While WorkSafeBC agrees with the new fair value accounting guidelines, it is important for stakeholders to bear in mind that fair value accounting provides a snapshot-in-time reading of financial assets and thus financial market fluctuations can result in volatile financial results in the future. If premium rates were based solely on fair value results, employers would experience much more significant rate volatility. For this reason, WorkSafeBC will reportedly continue to set premium rates using the smoothing approach. WorkSafeBC’s portfolio of investments is managed for the purpose of meeting long term commitments for injury compensation and pension payments to injured workers.
“2004 was a year of strong financial performance and this is good news for B.C. employers as it helps to ensure rate stability despite an increase in the number and duration of short-term disability claims,” said WorkSafeBC’s Chief Financial Officer Sid Fattedad. “Realizing sustained rate stability will depend on continued strong market returns, improved timeliness of return to work, and a reduced number of injuries and occupational disease in B.C. workplaces.”

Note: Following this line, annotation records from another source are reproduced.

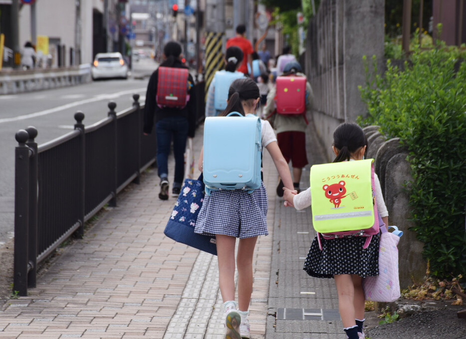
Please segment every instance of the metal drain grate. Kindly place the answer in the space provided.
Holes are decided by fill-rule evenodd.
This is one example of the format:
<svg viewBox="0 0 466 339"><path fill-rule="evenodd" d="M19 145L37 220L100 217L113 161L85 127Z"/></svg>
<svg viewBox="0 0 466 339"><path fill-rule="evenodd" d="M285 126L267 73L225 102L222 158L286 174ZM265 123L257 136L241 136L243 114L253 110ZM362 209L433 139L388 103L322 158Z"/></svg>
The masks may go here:
<svg viewBox="0 0 466 339"><path fill-rule="evenodd" d="M277 309L279 320L339 320L338 310L323 309Z"/></svg>

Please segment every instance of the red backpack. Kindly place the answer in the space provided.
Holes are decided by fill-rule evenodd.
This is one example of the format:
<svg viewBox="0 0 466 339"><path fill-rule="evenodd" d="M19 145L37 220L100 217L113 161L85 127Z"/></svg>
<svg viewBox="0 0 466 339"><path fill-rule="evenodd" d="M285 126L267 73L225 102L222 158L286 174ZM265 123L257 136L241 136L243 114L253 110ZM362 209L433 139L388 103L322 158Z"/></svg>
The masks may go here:
<svg viewBox="0 0 466 339"><path fill-rule="evenodd" d="M189 100L187 68L159 67L156 101L160 108L183 108Z"/></svg>
<svg viewBox="0 0 466 339"><path fill-rule="evenodd" d="M279 114L306 114L306 77L278 76L276 83L275 102Z"/></svg>

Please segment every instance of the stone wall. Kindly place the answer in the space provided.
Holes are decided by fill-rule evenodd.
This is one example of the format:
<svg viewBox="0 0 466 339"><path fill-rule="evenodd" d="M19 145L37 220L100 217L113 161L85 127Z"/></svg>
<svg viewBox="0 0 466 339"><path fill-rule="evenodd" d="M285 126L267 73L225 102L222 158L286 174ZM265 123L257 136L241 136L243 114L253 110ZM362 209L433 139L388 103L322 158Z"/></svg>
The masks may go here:
<svg viewBox="0 0 466 339"><path fill-rule="evenodd" d="M365 82L362 57L375 55L382 62L384 3L322 0L309 22L304 63L314 92L313 120L323 145L332 144L340 123L354 121L367 111L358 89ZM330 147L326 149L333 158Z"/></svg>
<svg viewBox="0 0 466 339"><path fill-rule="evenodd" d="M378 126L364 128L368 139L367 157L375 159L374 168L379 177L385 205L389 213L390 225L403 231L398 244L400 286L406 288L416 282L423 280L427 265L421 254L424 244L416 239L416 233L408 229L413 223L409 196L404 184L412 180L408 152L398 138L386 140L378 131Z"/></svg>

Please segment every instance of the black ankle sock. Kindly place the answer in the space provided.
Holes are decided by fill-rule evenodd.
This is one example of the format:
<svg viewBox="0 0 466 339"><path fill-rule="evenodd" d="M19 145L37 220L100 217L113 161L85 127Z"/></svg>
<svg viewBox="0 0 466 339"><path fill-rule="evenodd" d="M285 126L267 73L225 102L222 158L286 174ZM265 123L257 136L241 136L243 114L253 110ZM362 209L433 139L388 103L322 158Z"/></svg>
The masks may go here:
<svg viewBox="0 0 466 339"><path fill-rule="evenodd" d="M366 320L359 320L359 319L356 319L355 320L356 325L358 326L358 332L362 333L363 329L364 328L364 321Z"/></svg>
<svg viewBox="0 0 466 339"><path fill-rule="evenodd" d="M359 339L359 336L358 335L358 327L355 325L353 327L348 329L345 329L345 332L346 333L346 336L348 339Z"/></svg>

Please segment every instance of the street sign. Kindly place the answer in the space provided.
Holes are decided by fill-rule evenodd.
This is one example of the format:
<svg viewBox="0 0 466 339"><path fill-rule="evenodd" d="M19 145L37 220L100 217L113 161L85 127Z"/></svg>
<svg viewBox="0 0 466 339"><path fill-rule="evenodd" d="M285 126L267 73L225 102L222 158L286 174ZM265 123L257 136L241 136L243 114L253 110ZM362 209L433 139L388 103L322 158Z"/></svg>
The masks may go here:
<svg viewBox="0 0 466 339"><path fill-rule="evenodd" d="M128 23L128 19L126 18L126 17L123 15L121 16L120 17L120 25L125 26L127 23Z"/></svg>
<svg viewBox="0 0 466 339"><path fill-rule="evenodd" d="M185 6L185 15L187 16L189 16L190 15L194 13L194 9L193 9L193 7L188 5L187 6Z"/></svg>
<svg viewBox="0 0 466 339"><path fill-rule="evenodd" d="M268 18L265 13L258 13L255 22L261 30L265 30L268 26Z"/></svg>
<svg viewBox="0 0 466 339"><path fill-rule="evenodd" d="M296 14L296 18L298 20L298 23L302 23L304 20L304 16L302 15L302 13L300 12Z"/></svg>

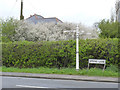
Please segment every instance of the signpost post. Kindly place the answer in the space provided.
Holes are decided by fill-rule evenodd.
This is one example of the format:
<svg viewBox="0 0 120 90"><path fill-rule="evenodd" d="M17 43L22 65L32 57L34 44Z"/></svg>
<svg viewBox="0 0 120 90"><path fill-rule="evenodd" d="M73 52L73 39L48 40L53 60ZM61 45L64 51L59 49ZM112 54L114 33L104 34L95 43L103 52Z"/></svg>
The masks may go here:
<svg viewBox="0 0 120 90"><path fill-rule="evenodd" d="M76 70L79 70L79 27L77 25L76 30L68 30L64 32L76 32Z"/></svg>

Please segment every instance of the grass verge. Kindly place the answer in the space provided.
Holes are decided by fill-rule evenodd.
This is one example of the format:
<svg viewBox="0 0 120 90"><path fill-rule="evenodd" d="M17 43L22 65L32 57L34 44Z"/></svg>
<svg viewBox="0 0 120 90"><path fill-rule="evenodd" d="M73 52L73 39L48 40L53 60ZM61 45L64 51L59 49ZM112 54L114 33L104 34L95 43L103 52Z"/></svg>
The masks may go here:
<svg viewBox="0 0 120 90"><path fill-rule="evenodd" d="M86 76L105 76L105 77L118 77L118 72L111 71L106 69L104 72L102 69L91 68L87 71L87 69L82 69L76 71L75 68L13 68L13 67L0 67L2 68L2 72L21 72L21 73L44 73L44 74L66 74L66 75L86 75Z"/></svg>

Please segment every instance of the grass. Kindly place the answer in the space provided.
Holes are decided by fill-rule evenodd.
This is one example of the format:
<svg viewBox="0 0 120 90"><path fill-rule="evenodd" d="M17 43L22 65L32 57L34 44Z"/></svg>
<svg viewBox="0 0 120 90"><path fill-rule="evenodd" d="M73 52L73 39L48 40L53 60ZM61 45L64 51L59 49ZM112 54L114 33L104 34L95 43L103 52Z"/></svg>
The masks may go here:
<svg viewBox="0 0 120 90"><path fill-rule="evenodd" d="M76 71L75 68L13 68L13 67L0 67L2 72L22 72L22 73L44 73L44 74L66 74L66 75L86 75L86 76L105 76L105 77L118 77L118 72L114 70L106 69L104 72L102 69L91 68L89 70L82 69Z"/></svg>

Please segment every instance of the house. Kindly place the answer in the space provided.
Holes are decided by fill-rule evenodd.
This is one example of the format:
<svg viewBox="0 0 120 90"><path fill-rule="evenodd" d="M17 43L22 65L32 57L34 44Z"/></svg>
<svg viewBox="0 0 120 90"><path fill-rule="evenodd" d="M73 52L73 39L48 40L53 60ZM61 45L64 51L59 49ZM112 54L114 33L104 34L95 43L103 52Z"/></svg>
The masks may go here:
<svg viewBox="0 0 120 90"><path fill-rule="evenodd" d="M55 24L62 23L62 21L56 17L44 18L43 16L37 15L37 14L30 15L30 17L28 17L26 20L28 22L32 22L34 24L37 24L37 23L55 23Z"/></svg>

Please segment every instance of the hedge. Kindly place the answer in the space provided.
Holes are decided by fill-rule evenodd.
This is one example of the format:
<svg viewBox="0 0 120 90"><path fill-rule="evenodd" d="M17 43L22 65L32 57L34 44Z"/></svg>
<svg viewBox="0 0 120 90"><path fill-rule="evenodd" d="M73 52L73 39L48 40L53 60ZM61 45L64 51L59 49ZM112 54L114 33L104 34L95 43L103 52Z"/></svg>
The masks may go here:
<svg viewBox="0 0 120 90"><path fill-rule="evenodd" d="M118 65L118 39L79 40L80 68L88 59L106 59L107 65ZM6 67L75 67L76 41L19 41L2 43L2 62Z"/></svg>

The provincial injury rate, which is the primary cost driver of the workers’ comp system, remained relatively flat in 2004 at 3.06 short-term disability claims paid per 100 person-years of employment. (Preliminary results, as reported in WorkSafeBC’s Annual Report, estimated the 2004 injury rate at 3.08.) Over the past ten years, the injury rate has improved significantly – down 40 percent since 1994.
“Preventing work-related injuries, diseases, and fatalities ultimately leads to reduced human suffering and reduced financial costs,” said David Anderson, WorkSafeBC president and CEO. “The remarkable improvements we’ve seen over the last decade are the result of efforts by workers, employers, unions, industry associations, and other stakeholders, assisted by WorkSafeBC, and all taking increased ownership of health and safety in the workplace. However, further improvements will require increased public recognition that workplace injuries, diseases and deaths are not only preventable, but completely unacceptable.”
WorkSafeBC achieved a funded status of 114 percent1 at the end of 2004, with total assets exceeding total liabilities. This marks the second consecutive year of positive operating results following two years of operating deficits in 2001 and 2002. Under the long-term funding approach, on a smoothed basis over five years, the organization’s funded status was 104 percent for 2004.
WorkSafeBC’s operating costs increased slightly in 2004, from $296 million to $301 million as a result of a $5 million increase in funding for industry association injury reduction initiatives. Administration expenses of $260 million remained unchanged from 2003, which compares well with other workers’ comp jurisdictions across Canada.
The total number of claims first reported to the organization increased from 152,106 in 2003 to 156,864 in 2004. However, overall claims costs were down by $73 million due to lower estimated liabilities from prior-year claims – particularly in areas of long-term disability, short-term disability, and vocational rehabilitation.
B.C.’s employer premium rates remained among the lowest in Canada in 2004, with a slight 1 percent increase in the aggregate rate to $1.962 per $100 of assessable payroll.
“The low injury rate in recent years, combined with reduced claim costs and our strong investment performance have translated to lower premium rates for the majority of B.C. employers in 2005,” said Fattedad.
He added, “Premium rates are primarily a reflection of safety performance so, in order to reduce rates further, we are relying on our workplace partners to help strengthen occupational health and safety and improve return to work outcomes, which are the key cost drivers of the system.” In 2005, the expected aggregate premium rate is $1.87 per $100 of assessable payroll.